L'ensemble de ces éléments a conduit très tôt à concevoir un dispositif de vaccination adapté, articulé autour de centres de vaccination collectifs. Et aucune des contraintes apparues progressivement – présentation en multidoses, avis du Haut conseil de la santé publique recommandant l'utilisation de certains types de vaccins pour certaines indications, livraisons toujours plus faibles que prévues – n'est venue remettre en cause ce choix. Elles l'ont, au contraire, conforté.

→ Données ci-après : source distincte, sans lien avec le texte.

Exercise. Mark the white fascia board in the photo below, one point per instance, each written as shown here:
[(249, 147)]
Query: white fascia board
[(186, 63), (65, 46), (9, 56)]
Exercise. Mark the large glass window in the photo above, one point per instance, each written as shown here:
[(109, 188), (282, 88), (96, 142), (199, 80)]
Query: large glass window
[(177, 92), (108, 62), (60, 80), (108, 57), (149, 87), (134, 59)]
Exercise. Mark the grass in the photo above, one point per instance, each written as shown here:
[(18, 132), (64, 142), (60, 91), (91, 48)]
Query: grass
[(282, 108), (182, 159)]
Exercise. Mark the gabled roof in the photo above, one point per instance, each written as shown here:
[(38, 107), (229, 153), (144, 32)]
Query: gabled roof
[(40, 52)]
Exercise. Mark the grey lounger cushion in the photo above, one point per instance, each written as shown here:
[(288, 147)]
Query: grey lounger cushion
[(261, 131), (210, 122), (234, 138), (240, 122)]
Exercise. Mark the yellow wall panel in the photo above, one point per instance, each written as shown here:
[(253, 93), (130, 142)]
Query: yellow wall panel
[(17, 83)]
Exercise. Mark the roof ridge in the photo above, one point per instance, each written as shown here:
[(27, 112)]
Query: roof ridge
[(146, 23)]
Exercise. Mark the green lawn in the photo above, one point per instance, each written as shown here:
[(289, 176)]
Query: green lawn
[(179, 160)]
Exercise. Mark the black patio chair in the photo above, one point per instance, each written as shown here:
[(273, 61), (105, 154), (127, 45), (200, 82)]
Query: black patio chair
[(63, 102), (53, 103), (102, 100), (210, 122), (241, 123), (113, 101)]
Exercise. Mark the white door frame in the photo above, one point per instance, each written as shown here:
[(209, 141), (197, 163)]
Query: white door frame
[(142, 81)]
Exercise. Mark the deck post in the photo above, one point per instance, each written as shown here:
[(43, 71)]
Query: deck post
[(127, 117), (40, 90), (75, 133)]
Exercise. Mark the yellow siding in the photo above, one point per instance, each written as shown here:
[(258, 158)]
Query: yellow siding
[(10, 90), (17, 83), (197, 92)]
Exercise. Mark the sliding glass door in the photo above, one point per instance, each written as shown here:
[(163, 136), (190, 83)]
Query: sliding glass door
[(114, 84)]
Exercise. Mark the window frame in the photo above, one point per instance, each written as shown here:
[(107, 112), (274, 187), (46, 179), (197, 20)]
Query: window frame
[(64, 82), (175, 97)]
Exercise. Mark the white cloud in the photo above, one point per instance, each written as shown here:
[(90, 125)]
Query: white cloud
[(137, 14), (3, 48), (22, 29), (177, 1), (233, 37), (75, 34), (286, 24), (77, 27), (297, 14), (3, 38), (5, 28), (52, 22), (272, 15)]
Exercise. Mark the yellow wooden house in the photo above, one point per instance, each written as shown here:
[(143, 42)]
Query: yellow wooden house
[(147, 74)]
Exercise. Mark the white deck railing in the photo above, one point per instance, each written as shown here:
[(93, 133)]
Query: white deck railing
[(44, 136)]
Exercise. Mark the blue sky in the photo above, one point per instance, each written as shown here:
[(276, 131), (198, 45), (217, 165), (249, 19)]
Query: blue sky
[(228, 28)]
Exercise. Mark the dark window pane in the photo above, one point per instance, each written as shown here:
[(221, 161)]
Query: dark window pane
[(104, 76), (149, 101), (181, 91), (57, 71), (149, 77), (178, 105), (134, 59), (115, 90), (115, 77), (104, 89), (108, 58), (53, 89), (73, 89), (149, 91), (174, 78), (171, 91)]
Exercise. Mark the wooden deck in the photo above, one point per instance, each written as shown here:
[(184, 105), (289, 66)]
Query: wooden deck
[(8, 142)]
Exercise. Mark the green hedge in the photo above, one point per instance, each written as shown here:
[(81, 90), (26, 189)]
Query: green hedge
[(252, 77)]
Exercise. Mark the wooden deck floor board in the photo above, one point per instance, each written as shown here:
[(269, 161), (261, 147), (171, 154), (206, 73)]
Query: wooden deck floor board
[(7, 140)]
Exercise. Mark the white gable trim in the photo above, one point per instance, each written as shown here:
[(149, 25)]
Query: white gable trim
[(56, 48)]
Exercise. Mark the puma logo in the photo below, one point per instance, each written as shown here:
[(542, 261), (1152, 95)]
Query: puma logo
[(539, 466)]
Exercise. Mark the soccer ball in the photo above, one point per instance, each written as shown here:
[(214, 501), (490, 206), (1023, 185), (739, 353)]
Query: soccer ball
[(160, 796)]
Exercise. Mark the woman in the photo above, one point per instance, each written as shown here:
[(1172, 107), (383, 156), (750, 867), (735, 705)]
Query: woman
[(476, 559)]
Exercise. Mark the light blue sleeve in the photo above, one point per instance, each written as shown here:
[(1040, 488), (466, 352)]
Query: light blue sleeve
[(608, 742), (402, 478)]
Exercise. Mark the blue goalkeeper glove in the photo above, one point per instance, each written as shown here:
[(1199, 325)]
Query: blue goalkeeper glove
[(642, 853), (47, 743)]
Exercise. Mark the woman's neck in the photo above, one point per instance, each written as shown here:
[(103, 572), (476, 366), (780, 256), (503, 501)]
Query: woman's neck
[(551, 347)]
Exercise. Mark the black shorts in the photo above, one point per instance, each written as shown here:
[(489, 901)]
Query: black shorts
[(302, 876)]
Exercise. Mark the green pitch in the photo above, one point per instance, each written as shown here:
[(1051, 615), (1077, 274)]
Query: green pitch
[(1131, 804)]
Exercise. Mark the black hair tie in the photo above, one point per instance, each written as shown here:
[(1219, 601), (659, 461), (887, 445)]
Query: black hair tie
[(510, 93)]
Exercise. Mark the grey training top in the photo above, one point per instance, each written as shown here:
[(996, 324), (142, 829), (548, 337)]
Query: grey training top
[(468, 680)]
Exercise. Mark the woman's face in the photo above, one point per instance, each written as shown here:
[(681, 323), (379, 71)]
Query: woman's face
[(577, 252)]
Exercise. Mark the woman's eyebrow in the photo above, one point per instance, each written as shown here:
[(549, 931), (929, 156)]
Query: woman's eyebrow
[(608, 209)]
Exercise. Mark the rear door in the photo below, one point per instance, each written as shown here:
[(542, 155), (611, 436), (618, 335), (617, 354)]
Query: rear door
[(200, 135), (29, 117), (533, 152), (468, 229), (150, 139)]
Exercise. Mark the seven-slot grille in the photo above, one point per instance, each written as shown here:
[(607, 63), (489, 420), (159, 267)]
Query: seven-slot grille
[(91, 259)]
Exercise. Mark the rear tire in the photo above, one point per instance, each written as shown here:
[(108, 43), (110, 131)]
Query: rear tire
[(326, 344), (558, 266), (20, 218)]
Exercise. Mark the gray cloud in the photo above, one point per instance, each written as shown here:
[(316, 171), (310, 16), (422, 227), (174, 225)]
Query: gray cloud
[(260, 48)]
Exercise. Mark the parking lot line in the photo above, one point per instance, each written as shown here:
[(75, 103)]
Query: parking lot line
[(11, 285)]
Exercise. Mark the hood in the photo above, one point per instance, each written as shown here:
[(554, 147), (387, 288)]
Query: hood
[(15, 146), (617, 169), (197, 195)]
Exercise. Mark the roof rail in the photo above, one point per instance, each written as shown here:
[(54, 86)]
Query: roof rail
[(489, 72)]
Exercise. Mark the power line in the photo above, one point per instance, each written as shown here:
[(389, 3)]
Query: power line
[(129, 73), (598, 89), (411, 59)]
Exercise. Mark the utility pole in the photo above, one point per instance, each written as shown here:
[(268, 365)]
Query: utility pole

Pour ce qui est des professionnels de santé, en dépit de toute l'énergie que nous y avons consacrée tout au long de la campagne, la communication a donné des résultats mitigés. C'est qu'il n'existe pas, dans notre système de santé, un moyen rapide et facile de toucher de façon exhaustive les médecins généralistes et les spécialistes de ville.
Pour y remédier, nous avons utilisé l'ensemble des outils à notre disposition.
La communication sur internet a été assurée, d'abord, grâce à des outils préexistants comme DGS-Urgent, service gratuit d'alerte de la direction générale de la santé qui compte aujourd'hui plus de 60 000 abonnés, mais aussi à des outils que nous avons créés, comme la rubrique grippe du site internet du ministère de la santé, ouverte le 22 juillet 2009, régulièrement actualisée et qui a enregistré 1 030 588 consultations.
Le relais dépendait de la presse spécialisée, ensuite, avec Le Quotidien du médecin, Impact pharmacien, etc., auxquels j'ai accordé régulièrement des entretiens.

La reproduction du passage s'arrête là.